# What does crossing jaw mean?



## djlynwood (17 February 2010)

What does it mean when a horse crosses their jaw and how do you know they are doing it.

I heard it used a lot but dont understand what it means.


----------



## Grey_Showjumper (17 February 2010)

basically they open their mouth and cross their jaw over...
you can see it and you can feel it, they quite often chuck their head in the air and run off a bit as the bit is basically not doing anything any more...


----------



## trendybraincell (17 February 2010)

Its a method of evasion

Its a favourite of my boys, although he doesn't do it too often (mainly just in halt) when he does it he becomes very heavy in my hands and will not flex


----------



## Achinghips (17 February 2010)

so anyone know the best cure?


----------



## Eriskayowner (17 February 2010)

I'm sure that Jazzy used to do it so put a mexican (high ring) grakle on him. Problem solved!


----------



## Booboos (17 February 2010)

The cure depends on the horse. 

R will cross his jaw and try to piss off without a flash - so I ride him without a flash for flatwork because I can circle and stop in the school, but with when out hacking otherwise I could get in trouble.

A bifferent bit might help some horses.


----------



## Grey_Showjumper (17 February 2010)

Mine did it badly- we tried a grackle and a flash, just made things worse... i then went with no noseband for a month or so and then went back to just a noseband- problem pretty much solved! 
	
	
		
		
	


	




this was also with a few different bits...


----------



## Tinsel Trouble (17 February 2010)

Personally I keep the tack the same and when I feel the horses do it I squeeze left and right until it has released the jaw. if that does not work I slow down (half halt/ a transition within the pace) and try again! 

I prefer to know I can solve a situation myself and think I have to get off and rely on a change of tack for a very simple problem! I think it is much safer that way and makes you a better rider! 
Just personal opinion, if it is combined with strong shoulders/ a set neck/ running off I would try a flash.


----------



## Janette (17 February 2010)

My mare crosses her jaw and has strong shoulders/tries to set her neck against me.  It's a case of keeping flexing her to stop the neck from setting, and gently giving and taking the contact to get her to relax her jaw and soften/relax.

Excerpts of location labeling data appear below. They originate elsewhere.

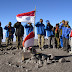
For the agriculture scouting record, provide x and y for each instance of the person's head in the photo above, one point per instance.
(10, 24)
(63, 21)
(57, 25)
(41, 20)
(19, 23)
(29, 23)
(0, 23)
(66, 22)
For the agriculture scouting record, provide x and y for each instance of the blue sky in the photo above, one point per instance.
(52, 10)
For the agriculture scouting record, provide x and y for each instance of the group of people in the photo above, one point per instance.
(58, 36)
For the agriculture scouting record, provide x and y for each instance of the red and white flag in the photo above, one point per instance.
(29, 40)
(26, 17)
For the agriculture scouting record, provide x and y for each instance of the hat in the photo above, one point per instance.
(63, 20)
(10, 23)
(47, 21)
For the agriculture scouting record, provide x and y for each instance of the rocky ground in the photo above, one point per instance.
(52, 60)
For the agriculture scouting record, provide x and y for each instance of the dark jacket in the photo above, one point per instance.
(40, 28)
(1, 32)
(19, 29)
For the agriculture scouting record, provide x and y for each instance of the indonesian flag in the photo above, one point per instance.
(29, 40)
(26, 17)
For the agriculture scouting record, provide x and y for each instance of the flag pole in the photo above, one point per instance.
(34, 20)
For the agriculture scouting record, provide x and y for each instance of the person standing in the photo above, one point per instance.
(57, 35)
(50, 33)
(9, 33)
(65, 34)
(29, 28)
(19, 34)
(1, 34)
(70, 42)
(40, 32)
(61, 38)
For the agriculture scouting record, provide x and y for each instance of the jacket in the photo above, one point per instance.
(28, 28)
(65, 31)
(19, 29)
(7, 31)
(40, 28)
(49, 30)
(1, 32)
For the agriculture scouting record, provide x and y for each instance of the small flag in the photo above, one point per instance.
(71, 34)
(29, 40)
(26, 17)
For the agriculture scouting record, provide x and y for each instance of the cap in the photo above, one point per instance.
(47, 21)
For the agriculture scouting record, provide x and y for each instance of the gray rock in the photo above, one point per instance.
(52, 56)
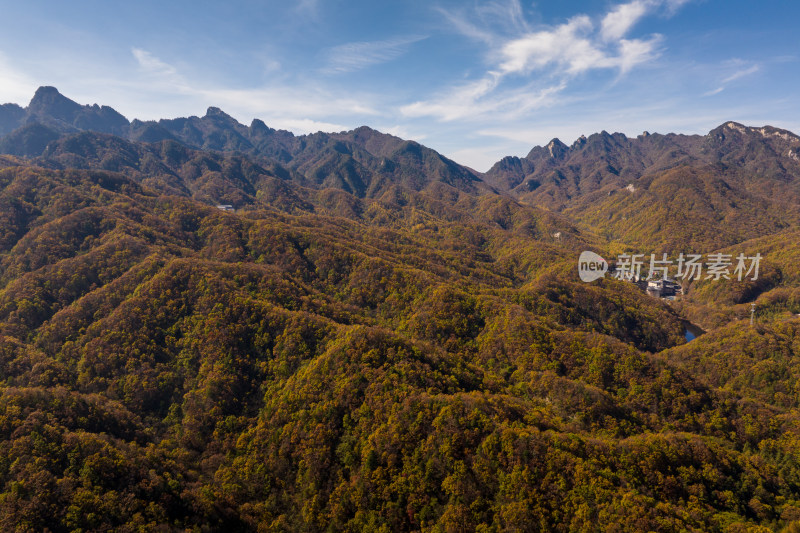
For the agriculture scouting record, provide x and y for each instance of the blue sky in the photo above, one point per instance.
(474, 80)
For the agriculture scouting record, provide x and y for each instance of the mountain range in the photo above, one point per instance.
(381, 339)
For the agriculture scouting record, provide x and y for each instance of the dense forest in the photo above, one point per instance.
(379, 339)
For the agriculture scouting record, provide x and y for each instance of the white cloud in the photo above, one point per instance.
(152, 65)
(476, 101)
(356, 56)
(527, 69)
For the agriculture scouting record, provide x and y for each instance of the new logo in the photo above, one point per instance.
(591, 266)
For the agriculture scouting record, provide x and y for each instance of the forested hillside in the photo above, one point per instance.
(379, 339)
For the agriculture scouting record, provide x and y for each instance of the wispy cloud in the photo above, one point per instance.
(476, 100)
(350, 57)
(741, 69)
(742, 73)
(622, 18)
(528, 68)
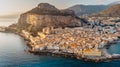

I find a drop noseband is much more effective than a flash.


----------



## Mari (17 February 2010)

Crossing the jaw is when top &amp; bottom jaws go in different directions.  EG  horse moves top teeth (jaw) to left &amp; bottom teeth (jaw) right.  Actually I've just tried this on myself &amp; only my bottom jaw moves, my top jaw stays in the same place all the time but my bottom jaw can move right or left.  If you cross your own jaw you'll understand what it means.


----------